The Kentucky Headhunters began as the band Itchy Brother in 1968. Country and blues infused Southern rock is their staple, learned from their parents and neighbours where they grew up on a 1300 acre farm in Kentucky. They fortunately met Johnnie in 1992 at a Grammy Awards Party after a road trip where they had spent the entire trip listening to and falling in love with his Johnnie B. Bad album. They recorded and toured together for many years after this meeting.
I spoke to Bruce Iglauer about this album and he was very excited to bring Jimmie Johnson’s unreleased cuts into the light of day for all to hear. While the Headhunters may not be Alligator’s average blues band, the beautiful piano work and synergy between Johnson and the Headhunters is something that should not be missed.
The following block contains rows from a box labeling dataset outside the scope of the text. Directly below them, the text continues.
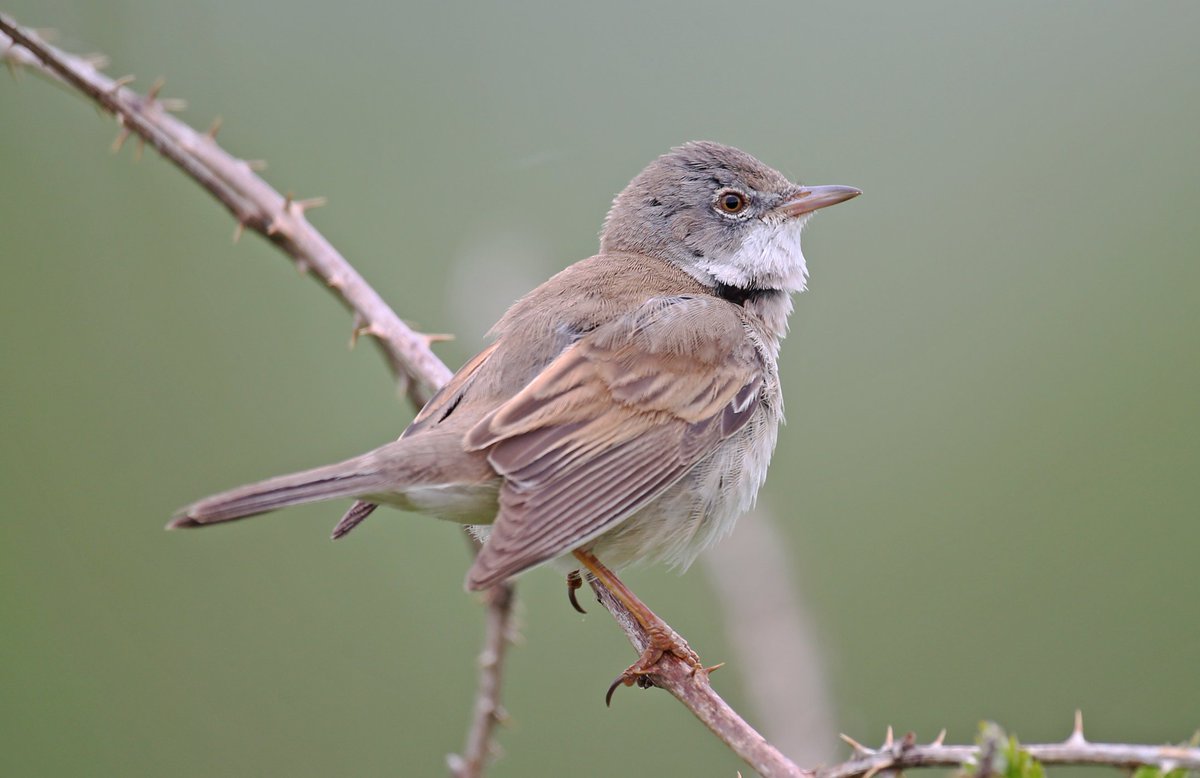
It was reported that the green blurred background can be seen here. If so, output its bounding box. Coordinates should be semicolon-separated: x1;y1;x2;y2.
0;0;1200;776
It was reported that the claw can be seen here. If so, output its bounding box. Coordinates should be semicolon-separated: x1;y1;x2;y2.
604;672;634;707
566;570;585;614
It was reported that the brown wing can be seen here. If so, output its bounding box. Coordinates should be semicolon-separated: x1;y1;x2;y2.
401;341;499;437
466;297;763;590
332;343;496;540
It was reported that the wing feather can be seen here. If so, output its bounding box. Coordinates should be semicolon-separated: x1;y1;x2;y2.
466;297;764;588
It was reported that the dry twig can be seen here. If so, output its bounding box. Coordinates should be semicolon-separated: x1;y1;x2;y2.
0;14;514;778
0;14;1200;778
814;711;1200;778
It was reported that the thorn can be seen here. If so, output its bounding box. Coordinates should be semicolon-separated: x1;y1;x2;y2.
863;765;892;778
108;76;137;97
1067;710;1087;746
350;311;366;348
108;127;131;154
146;76;167;102
838;732;875;754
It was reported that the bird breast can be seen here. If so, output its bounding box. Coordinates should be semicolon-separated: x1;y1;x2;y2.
592;376;782;569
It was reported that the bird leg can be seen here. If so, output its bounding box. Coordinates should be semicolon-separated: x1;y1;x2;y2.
574;550;708;705
566;570;587;614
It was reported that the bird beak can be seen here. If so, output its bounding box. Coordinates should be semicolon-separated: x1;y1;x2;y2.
779;186;863;216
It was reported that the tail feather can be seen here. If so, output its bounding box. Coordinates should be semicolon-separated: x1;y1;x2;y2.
167;456;384;529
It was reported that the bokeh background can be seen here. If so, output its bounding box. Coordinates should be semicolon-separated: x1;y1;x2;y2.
0;0;1200;776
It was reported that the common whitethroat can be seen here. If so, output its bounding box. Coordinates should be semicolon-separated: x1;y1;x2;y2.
168;142;862;695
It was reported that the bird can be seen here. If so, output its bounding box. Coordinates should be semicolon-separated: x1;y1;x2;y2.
168;140;862;700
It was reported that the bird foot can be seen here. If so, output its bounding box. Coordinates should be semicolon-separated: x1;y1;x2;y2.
604;621;705;706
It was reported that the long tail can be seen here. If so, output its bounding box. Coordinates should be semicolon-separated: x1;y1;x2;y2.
167;455;388;529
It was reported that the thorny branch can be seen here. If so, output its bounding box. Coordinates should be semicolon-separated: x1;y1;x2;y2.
0;14;1200;778
812;711;1200;778
0;14;501;778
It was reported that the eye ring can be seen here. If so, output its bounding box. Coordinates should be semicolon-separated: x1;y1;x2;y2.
715;190;750;216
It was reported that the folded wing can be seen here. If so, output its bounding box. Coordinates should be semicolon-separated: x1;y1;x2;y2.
466;297;764;590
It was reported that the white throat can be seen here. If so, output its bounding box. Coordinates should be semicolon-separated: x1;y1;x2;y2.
692;214;811;292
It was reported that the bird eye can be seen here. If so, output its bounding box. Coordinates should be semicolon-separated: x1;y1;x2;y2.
716;190;750;214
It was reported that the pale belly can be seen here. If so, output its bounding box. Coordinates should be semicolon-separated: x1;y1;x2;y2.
403;399;781;581
578;408;779;568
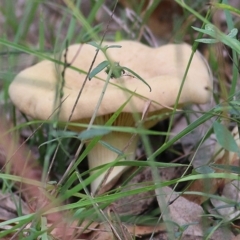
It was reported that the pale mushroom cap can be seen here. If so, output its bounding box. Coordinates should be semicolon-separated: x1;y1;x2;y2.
9;41;212;121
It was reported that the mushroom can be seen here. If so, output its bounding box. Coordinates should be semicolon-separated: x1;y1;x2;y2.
9;41;212;192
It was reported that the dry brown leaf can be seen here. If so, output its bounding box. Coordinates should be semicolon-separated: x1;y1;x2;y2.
163;187;233;240
211;181;240;220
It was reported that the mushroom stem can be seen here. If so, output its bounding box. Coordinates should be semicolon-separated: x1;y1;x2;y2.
88;132;139;193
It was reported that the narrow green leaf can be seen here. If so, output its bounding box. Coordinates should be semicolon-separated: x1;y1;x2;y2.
213;121;240;153
78;129;111;140
195;165;214;174
89;61;109;80
227;28;238;38
99;140;124;155
106;45;122;49
195;38;219;44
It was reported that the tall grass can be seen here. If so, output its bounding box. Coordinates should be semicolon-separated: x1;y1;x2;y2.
0;0;240;239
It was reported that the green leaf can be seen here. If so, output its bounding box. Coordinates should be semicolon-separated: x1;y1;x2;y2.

It is a raucous and wonderful album.
The album kicks off with the rollicking “Stumblin’,” a tune that would have them on their feet at the Country Music Awards. A driving boogie woogie beat that makes the blues, rock, and country music work so well is made even better by Johnson’s work on the ivories. “Walking with the Wolf” follows, a straight blues tune with some outstanding big time solo work by Johnson and some nice slide to boot. Berry’s “Little Queenie,” the lone cover here, gets a good treatment and Johnnie gives us another spectacular solo. “She’s Got to Have It” features Johnson on the vocals and piano, growling out his gravelly baritone in stark contrast to the Headhunters vocal approach. Solos by Johnson and then Greg Martin on guitar are again impressive. “Party In Heaven” is a nice, country-fried boogie tune where Martin takes the first solo before Johnson’s. A fun cut.
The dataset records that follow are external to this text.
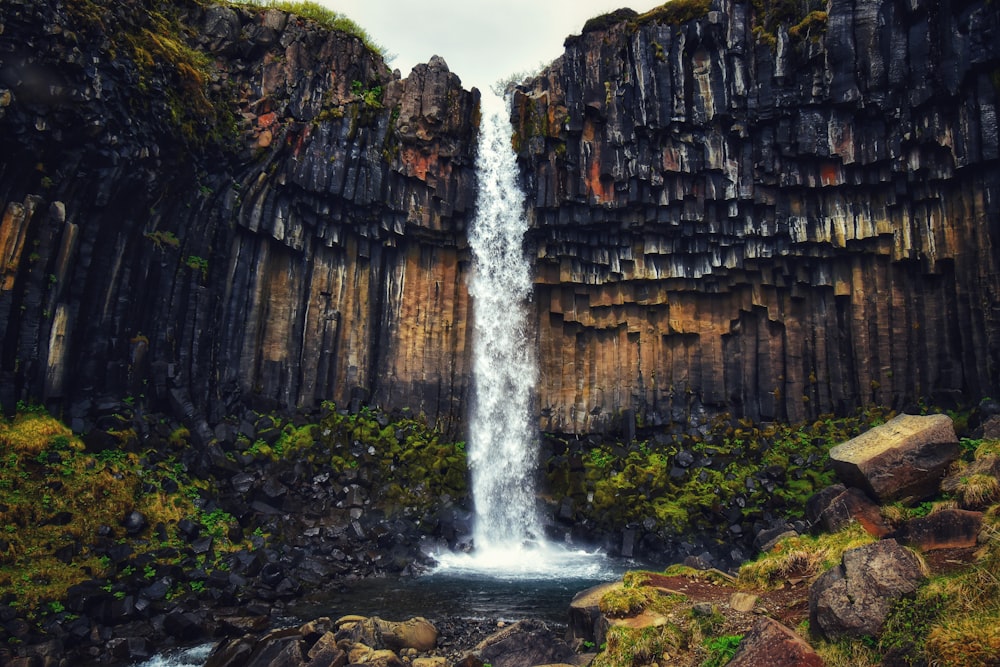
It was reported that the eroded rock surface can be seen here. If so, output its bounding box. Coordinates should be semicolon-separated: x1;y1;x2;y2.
809;539;924;639
0;0;478;435
830;414;959;503
513;0;1000;431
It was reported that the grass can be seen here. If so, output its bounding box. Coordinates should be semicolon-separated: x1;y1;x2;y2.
737;522;875;590
0;411;246;616
233;0;391;60
548;409;892;537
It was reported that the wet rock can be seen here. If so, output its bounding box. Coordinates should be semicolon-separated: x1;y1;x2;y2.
121;510;149;535
567;582;620;646
472;620;575;667
809;539;924;640
830;415;959;503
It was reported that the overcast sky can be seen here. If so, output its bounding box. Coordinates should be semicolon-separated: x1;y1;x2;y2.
319;0;663;92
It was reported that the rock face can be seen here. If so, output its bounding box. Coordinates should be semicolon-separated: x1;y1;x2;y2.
830;415;959;503
726;616;825;667
0;0;1000;440
809;539;924;640
512;0;1000;431
0;0;478;429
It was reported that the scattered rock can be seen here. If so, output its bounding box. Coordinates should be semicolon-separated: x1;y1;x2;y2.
806;484;890;537
830;415;959;503
726;616;824;667
472;620;576;667
892;509;983;551
567;582;621;646
809;539;924;639
729;593;759;613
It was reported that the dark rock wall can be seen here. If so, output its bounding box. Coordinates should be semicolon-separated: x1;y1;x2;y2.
0;0;1000;437
512;0;1000;432
0;0;478;434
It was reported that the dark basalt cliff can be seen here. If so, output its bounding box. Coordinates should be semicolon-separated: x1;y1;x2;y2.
0;0;1000;439
0;0;478;437
513;0;1000;432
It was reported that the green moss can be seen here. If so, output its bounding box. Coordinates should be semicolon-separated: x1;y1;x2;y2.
788;10;827;40
0;411;245;623
232;0;390;59
582;8;639;35
751;0;827;48
634;0;712;27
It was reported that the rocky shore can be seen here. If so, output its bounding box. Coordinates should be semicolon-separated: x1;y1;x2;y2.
0;406;1000;667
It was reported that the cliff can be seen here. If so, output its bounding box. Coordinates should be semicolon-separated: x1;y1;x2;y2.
0;0;478;438
0;0;1000;440
512;0;1000;432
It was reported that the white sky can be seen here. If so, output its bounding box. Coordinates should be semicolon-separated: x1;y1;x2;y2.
319;0;664;93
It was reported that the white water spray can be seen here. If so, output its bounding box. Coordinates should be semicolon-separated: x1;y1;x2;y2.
469;92;541;554
438;94;607;579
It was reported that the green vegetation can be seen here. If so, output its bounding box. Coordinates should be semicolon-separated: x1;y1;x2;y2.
65;0;237;152
317;403;468;511
548;408;891;534
232;0;392;61
751;0;827;48
582;7;639;35
634;0;712;25
738;523;875;590
701;635;743;667
0;408;243;617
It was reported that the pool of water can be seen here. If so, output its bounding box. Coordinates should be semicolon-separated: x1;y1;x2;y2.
141;546;641;667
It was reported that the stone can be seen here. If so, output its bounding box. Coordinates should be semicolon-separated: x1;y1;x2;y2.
807;485;890;537
729;592;759;613
472;620;576;667
121;510;149;535
890;509;983;551
335;616;438;652
830;414;959;503
379;616;438;653
809;539;924;640
567;581;622;646
726;616;825;667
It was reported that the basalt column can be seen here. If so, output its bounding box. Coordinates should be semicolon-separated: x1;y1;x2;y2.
512;0;1000;432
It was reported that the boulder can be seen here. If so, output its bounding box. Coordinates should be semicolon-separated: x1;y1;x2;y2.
830;415;959;503
567;581;622;646
335;616;438;652
806;484;889;537
892;509;983;551
472;620;576;667
809;539;924;640
726;616;824;667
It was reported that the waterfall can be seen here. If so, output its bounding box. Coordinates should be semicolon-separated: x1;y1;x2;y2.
436;96;610;580
468;92;541;552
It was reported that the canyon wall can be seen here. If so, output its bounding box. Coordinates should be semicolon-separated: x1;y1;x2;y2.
0;0;479;438
0;0;1000;439
512;0;1000;432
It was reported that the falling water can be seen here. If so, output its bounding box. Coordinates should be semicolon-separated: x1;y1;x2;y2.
469;91;541;553
438;92;608;582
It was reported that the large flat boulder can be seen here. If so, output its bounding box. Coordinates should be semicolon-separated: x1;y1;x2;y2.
830;415;959;503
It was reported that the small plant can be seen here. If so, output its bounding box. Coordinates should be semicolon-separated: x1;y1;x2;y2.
184;255;208;280
701;635;743;667
143;229;181;250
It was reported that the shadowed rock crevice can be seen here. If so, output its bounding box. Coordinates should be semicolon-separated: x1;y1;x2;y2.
512;0;1000;432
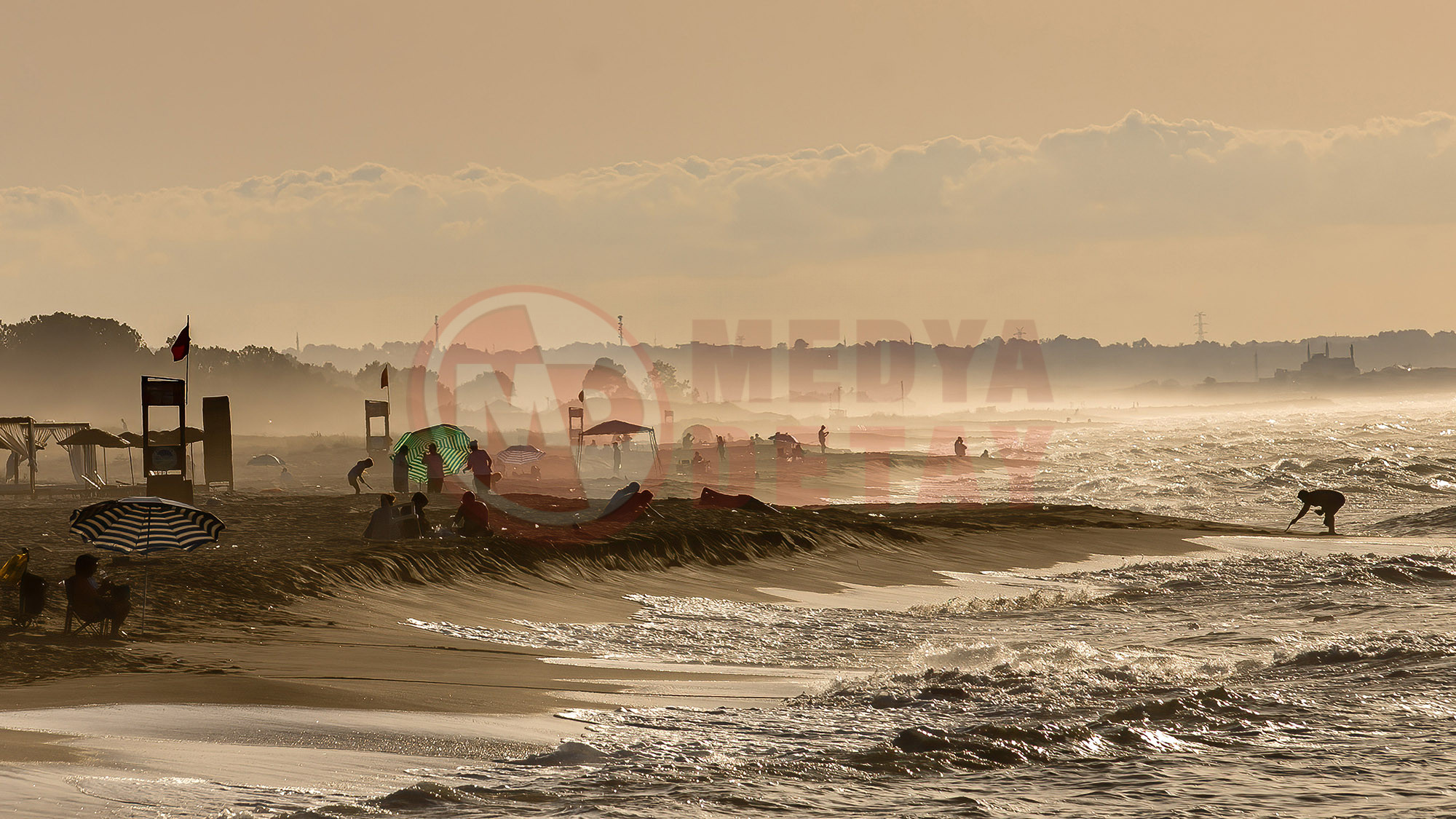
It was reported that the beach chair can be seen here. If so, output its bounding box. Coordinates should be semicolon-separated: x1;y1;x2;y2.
61;577;111;637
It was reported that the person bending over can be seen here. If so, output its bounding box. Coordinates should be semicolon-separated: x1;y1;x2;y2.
1284;490;1345;535
454;493;491;538
348;458;374;494
364;493;399;541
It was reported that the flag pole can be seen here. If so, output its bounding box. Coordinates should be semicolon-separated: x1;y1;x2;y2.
185;313;197;489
The title track is slow blues introduced to us with Jimmie’s tinkling on the ivories. Soulfully sweet, the band shows restraint in their approach and it sells well. “King Rooster” steps up the tempo a notch; Johnson gets the first solo and then Martin offers another; both are effective. “Shufflin’ Back to Memphis” opens to a big bass line. Johnson and Martin again trade solos, but the second solo that takes us out is where Jimmie really shines. With “Fast Train” the tempo really rises, a rocking instrumental where Johnson really takes off and struts his stuff. This cut is all his. Martin parries with him, but Johnson blazes over the ivories and shows his mettle. “Sometime” gets the boogie going again in a slow to mid tempo tune where Johnson again shines as he supports the band with his two-fisted piano work. The slide introduces us to the finale, “Super-man Blues.” Martin gets the first solo here, a really pretty slide solo. After another chorus Johnson gets his turn in front and he does not disappoint.
The Headhunters are a lot of fun but they are a seriously good band. Richard Young on vocals and rhythm guitar and Doug Phelps on vocals and rhythm guitar are both great front man. Martin’s guitar is pretty much as good as it gets. Anthony Kenney is solid on bass and Fred Young on drums also holds his own. Johnnie Johnson gives one fantastic performance after another here and show us the chops that helped launch Chuck Berry’s career and put him in demand. Thanks to Alligator and Bruce Iglauer for bring these tunes to us to enjoy. This is some of Johnnie Johnson’s best stuff and it deserves to be heard!